Assaf Urieli: Computational Yiddish Linguist
Assaf Urieli didn’t set out to revolutionize Yiddish literary scholarship. He just wanted a better way to study his roots.
A South African–born, Israeli-raised, American-trained software engineer who lives with his wife and two sons in the French Pyrenees, Assaf, age forty, began several years ago to read everything he could find about his maternal grandmother’s hometown of Shavl, Lithuania. As his research continued, he soon found himself wishing for a faster way to gather information.
“At one point I downloaded a scanned copy of the Shavl yizkor book, Azoy zaynen mir geshtorbn [This is How We Died]. I was thinking to myself how much simpler it would be if I could search the entire book electronically to find references to certain family names. And then I thought, why not?”
Why not train a computer to read Yiddish?
As a computer scientist with a specialty in computational linguistics, Assaf was familiar with a technology called optical character recognition. An application that enables computers to look at a page of printed text, identify individual letters, and determine the words they represent, OCR has existed for English and other languages for some time. But Yiddish OCR has proven far more chimerical. One longstanding project finally reached 80 percent accuracy, which sounds pretty good until you realize that that means every fifth letter— or on average, every word—is wrong. Far more successful is a Yiddish OCR program developed by Refoyl Finkel, a professor of computer science at the University of Kentucky. But Dr. Finkel’s program needs to be specifically adapted for each new title. Assaf, on the other hand, dreamed of a program that would work across all Yiddish titles and, moreover, would employ artificial intelligence to learn from its mistakes, thereby increasing its accuracy with every book.
The reason no one has accomplished such a feat until now is the sheer complexity of the task. There are almost 40,000 separate Yiddish titles. Published in different countries, they vary widely in appearance, with different layouts, different fonts, broken type, imperfect printing, and a surprisingly wide range of spelling conventions. All these factors conspire to make modern Yiddish a difficult fit for computerized textual interpretation. Consistency may be the hobgoblin of little minds, but it is almost a prerequisite for OCR.

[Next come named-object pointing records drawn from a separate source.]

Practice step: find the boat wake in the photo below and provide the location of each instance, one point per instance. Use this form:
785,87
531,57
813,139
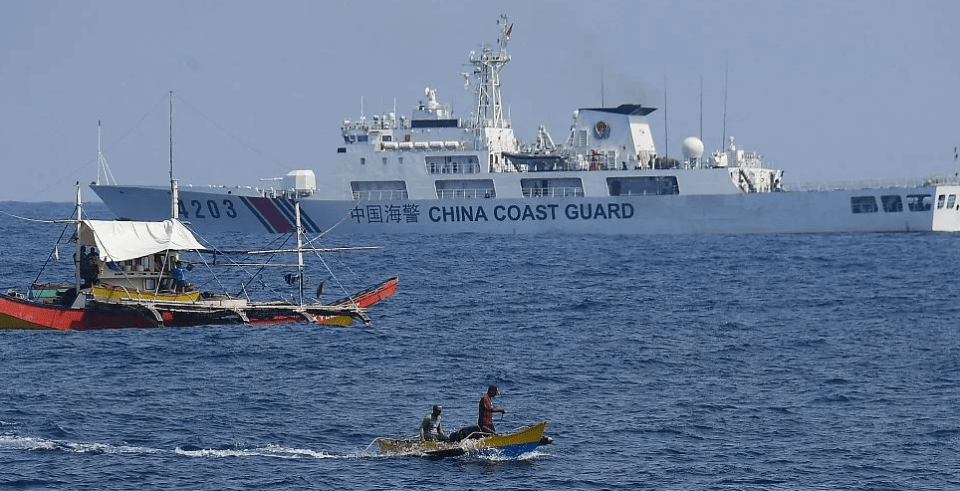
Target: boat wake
10,442
30,444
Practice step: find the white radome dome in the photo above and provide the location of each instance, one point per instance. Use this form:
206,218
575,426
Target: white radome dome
692,148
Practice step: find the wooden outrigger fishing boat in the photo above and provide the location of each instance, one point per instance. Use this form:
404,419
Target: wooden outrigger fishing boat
505,445
130,278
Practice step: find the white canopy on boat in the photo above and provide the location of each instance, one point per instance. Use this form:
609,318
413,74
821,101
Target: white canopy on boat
120,240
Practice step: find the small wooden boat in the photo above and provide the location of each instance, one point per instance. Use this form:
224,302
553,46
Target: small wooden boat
131,278
506,445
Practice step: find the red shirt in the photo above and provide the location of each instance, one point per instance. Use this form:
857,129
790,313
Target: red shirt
486,411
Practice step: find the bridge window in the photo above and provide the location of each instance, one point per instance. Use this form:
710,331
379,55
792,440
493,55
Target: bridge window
892,203
643,186
863,204
919,202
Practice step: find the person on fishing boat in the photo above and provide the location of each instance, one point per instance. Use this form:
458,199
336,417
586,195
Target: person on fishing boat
179,276
485,418
430,429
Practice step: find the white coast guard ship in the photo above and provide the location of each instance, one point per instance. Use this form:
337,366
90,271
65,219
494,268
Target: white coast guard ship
435,173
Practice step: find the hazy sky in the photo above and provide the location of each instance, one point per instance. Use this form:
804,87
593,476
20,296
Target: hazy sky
826,89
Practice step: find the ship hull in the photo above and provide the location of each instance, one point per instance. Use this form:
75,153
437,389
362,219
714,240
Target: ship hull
746,213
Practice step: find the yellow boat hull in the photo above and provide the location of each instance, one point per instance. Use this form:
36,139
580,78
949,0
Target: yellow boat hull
512,444
104,293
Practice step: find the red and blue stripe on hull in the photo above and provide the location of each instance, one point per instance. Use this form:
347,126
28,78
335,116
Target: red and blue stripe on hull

Fortunately, Assaf is not one to be easily daunted. He first started tinkering with computers when he was ten. He speaks five languages. He has lived on four continents. He published a book of modern riddles under the pen name Moyshele Rosencrantz. He once recorded a CD of eighteen songs by the great French singer-songwriter Georges Brassens. For his day job he runs a successful software company whose clients include the French space agency. If anyone had the technical and linguistic skills to develop a comprehensive, fully functional OCR application for Yiddish it was Assaf. And, of course, he had a potent personal motivation: the desire to better understand his own family’s history.
“I have always been fascinated by genealogy,” Assaf says. “The funny thing about my family is that if you look at five generations of us, we speak five different languages. My great-grandmother grew up in Lithuania speaking Yiddish. My grandmother’s first language was Russian, my mother’s was Hebrew, mine is English, and my sons’ is French. I always thought that to understand the people who came before, you had to know the language, the culture of their time and place. Well, a hundred years ago my ancestors were all speaking Yiddish. This was their language.”
In 2009, at a lab at the University of Toulouse (where he is pursuing a PhD in computer science), Assaf started writing a program he called Jochre—an acronym for Java Optical Character Recognition. He prepared a “corpus” of Yiddish texts and annotated it by hand, a technique that would allow the computer to recognize patterns within the annotated text and eventually learn how to annotate a new text on its own. Meanwhile he fed the program word lists so that it could begin to differentiate between actual words and random arrangements of letters.
“I was naively hoping to finish writing Jochre over the summer,” Assaf says. “Wishful thinking. It turned out to be a bigger project than I thought.”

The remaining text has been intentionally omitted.